C’est un jour de noce, le 19 août 2009, que le vieil Oppedisano a été élu boss – les ‘ndranghetistes tiennent des sommets lors des banquets nuptiaux et des enterrements. Son sacre fut ratifié le 1er septembre dernier, durant la fête annuelle de la madone de la montagne, à San Luca. Ce bourg misérable de l’Aspromonte, qui abrite, derrière ses façades grises, des palais de marbre et des bunkers à ouverture hydropneumatique pour les fugitifs, est la « mamma » de la ‘Ndrangheta. C’est San Luca qui autorise l’implantation de chaque nouvelle colonie ‘ndranghetiste dans le monde. Et c’est là, dans une blanchisserie-QG en sous-sol d’un centre commercial de Siderno, que, le 31 juillet 2009, les enquêteurs éberlués entendent, pour la première fois, des hommes, dont deux venus de l’Ontario, parler à voix basse de ce Crimine… Une sorte de « cour constitutionnelle », donc, renouvelée chaque année, qui tranche les litiges entre clans, qui ratifie, surtout, l’élection des capi dans le nord de l’Italie, en Allemagne, au Canada ou en Australie. La ‘Ndrangheta n’infiltre plus seulement, en Calabre, chaque kilomètre de route, chaque appel d’offres, chaque pensée. Elle flingue, au-delà, toute velléité indépendantiste.
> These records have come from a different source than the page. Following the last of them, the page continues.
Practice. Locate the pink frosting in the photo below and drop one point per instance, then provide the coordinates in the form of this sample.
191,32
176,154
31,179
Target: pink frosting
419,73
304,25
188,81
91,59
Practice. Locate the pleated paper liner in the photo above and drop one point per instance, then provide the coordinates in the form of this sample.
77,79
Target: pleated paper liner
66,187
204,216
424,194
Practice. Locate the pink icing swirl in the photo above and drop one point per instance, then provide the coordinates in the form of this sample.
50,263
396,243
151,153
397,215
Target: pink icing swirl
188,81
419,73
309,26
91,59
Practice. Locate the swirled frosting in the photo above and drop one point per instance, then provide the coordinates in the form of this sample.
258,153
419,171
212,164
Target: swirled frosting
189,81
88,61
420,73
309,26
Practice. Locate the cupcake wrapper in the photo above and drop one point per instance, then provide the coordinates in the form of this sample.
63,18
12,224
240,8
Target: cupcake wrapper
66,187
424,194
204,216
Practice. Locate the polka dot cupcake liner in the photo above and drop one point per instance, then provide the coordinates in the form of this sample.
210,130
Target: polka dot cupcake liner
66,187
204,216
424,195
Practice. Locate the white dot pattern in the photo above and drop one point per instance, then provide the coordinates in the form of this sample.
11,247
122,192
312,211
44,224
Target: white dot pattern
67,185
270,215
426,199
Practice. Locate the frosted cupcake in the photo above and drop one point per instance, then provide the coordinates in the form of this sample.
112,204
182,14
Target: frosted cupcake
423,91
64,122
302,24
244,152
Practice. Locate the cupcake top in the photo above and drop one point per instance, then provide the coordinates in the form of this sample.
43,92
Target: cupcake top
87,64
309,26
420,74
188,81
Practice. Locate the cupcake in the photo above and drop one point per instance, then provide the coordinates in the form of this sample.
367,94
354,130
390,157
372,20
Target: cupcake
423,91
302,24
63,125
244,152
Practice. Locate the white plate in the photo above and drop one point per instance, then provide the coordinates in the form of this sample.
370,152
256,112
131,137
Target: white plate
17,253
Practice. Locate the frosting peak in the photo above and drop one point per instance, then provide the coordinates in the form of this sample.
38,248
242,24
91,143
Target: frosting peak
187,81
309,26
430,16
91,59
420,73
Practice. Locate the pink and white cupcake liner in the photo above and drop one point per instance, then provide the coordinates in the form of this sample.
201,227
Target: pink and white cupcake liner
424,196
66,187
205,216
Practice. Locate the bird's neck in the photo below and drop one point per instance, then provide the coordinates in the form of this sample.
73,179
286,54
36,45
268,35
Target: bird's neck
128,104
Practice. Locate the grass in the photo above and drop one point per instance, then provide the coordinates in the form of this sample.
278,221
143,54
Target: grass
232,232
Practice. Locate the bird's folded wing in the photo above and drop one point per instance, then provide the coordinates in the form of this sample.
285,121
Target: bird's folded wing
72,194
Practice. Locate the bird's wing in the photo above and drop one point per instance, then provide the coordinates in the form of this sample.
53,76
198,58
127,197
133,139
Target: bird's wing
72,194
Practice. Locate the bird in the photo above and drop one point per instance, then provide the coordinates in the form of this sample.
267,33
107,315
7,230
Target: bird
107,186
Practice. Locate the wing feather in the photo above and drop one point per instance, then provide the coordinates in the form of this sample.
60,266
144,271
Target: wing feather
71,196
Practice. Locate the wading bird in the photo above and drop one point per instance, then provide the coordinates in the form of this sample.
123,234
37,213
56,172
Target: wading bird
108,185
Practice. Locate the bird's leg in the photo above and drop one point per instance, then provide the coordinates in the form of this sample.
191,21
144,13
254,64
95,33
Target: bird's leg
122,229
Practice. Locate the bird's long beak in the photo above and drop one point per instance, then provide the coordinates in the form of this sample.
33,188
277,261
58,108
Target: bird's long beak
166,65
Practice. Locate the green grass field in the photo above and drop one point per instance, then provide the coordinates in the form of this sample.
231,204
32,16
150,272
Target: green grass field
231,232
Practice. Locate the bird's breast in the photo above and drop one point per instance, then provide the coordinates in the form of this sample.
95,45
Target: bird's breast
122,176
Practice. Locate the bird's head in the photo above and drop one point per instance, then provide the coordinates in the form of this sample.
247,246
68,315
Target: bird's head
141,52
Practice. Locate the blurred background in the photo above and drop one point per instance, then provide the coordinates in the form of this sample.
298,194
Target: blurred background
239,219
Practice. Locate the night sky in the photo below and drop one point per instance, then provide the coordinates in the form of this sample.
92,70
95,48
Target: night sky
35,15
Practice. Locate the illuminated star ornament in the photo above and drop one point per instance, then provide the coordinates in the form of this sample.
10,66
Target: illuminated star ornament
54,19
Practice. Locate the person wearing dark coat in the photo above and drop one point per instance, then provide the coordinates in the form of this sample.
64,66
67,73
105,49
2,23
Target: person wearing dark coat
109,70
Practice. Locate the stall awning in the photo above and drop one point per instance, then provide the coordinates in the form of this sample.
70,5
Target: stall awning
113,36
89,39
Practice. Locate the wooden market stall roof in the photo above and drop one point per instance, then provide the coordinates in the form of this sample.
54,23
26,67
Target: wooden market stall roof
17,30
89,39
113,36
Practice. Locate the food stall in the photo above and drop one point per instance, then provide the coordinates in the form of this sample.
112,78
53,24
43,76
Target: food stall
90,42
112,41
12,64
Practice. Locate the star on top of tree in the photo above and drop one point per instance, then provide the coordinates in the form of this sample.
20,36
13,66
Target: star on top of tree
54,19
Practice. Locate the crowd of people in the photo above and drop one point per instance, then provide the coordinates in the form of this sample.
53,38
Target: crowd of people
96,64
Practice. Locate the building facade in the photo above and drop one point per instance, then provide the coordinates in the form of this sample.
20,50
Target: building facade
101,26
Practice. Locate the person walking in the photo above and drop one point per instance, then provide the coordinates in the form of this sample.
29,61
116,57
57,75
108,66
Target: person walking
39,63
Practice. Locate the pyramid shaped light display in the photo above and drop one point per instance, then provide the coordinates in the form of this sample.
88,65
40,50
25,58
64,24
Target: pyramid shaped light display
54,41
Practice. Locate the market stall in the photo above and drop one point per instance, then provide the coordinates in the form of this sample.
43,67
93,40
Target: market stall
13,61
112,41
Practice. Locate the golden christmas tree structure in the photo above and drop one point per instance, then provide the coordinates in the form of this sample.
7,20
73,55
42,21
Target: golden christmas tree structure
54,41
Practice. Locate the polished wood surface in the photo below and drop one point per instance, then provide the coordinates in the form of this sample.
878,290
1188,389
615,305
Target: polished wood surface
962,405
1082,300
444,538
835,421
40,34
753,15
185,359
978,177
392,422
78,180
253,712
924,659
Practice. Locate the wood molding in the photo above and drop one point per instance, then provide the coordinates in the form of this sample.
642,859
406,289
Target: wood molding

Mal en a pris, ainsi, au boss Carmelo Novella, un timbré qui voulait fonder « sa » ‘Ndrangheta à Milan. Le 12 juin 2008, un affilié commente sobrement: « Le Crimine l’a licencié. » Un mois après, Novella reçoit quatre balles dans le coffre, dans un bar, en plein jour. Un an plus tard, on comprend mieux ce que veut dire le sage Oppedisano, le gardien du temple et de ses règles, quand il s’énerve devant son neveu Pietro : « Si je n’opine pas de la tête, il n’y a rien pour personne…! C’est clair? » Certes. Mais on se demande bien, aujourd’hui, qui est cet Oppedisano, natif de Rosarno, cet inconnu ! Son prédécesseur, Antonio Pelle « Gambazza », était un seigneur de San Luca, mais lui? « Si la charge formelle revient à Oppedisano, il traduit surtout l’importance des familles de Rosarno et de la plaine de Gioia Tauro », précise Cortese. Les clans Piromalli, Alvaro, Pesce… Les puissants clans des affaires. L’autre visage, moderne, souterrain, de la ‘Ndrangheta…

Car cette mafia, infiltrée dans le système économique et politique, dépasse de loin les 6 000 affiliés. L’opération du 13 juillet a démêlé des fils de sa « zone grise » à Milan, le coeur économique de la ‘Ndrangheta. Il y a encore six mois, le préfet Lombardi, mal informé sans doute, disait tout haut: « A Milan, la mafia n’existe pas. » Les magistrats ont révélé plus de 500 affiliés en Lombardie, les manigances du directeur du département sanitaire de Pavie, qui achetait des votes pour un boss… La ‘Ndrangheta déplace des milliers de voix, en échange de marchés. Et, aujourd’hui, elle place directement ses pions dans l’administration publique. Il faudra encore frapper ces « invisibles », « ce troisième niveau », jusqu’au coeur de la politique, explique Nicola Gratteri, le procureur adjoint de Reggio. La calabraise est loin d’avoir libéré tous ses secrets. C’est en marchant que les limiers en apprennent sur cette mafia de sables mouvants.

L’hydre de Calabre

Un chiffre d’affaires de 44 milliards d’euros et des ramifications sur les cinq continents. La ‘Ndrangheta calabraise est l’une des organisations du crime les plus puissantes au monde, ayant le monopole du marché de la coke en Europe, traitant d’égal à égal avec les cartels colombiens et mexicains. « L’honorable société » a une structure très complexe, associant des formes strictes de hiérarchie à une très large autonomie des structures de base. Environ 150 « ‘ndrine » (familles) la composent, chacune ayant son territoire d’influence et dépendant d’un « locale », la première cellule organisative de cette mafia. Comptant au moins 49 affiliés, il est hiérarchisé comme une entreprise, avec un « capo locale » ayant droit de vie et de mort, un comptable et un « crimine » gérant les affaires illicites. Où qu’elle s’exporte, la ‘Ndrangheta reproduit ce modèle, ses rites. Mais la base de commandement reste en Calabre.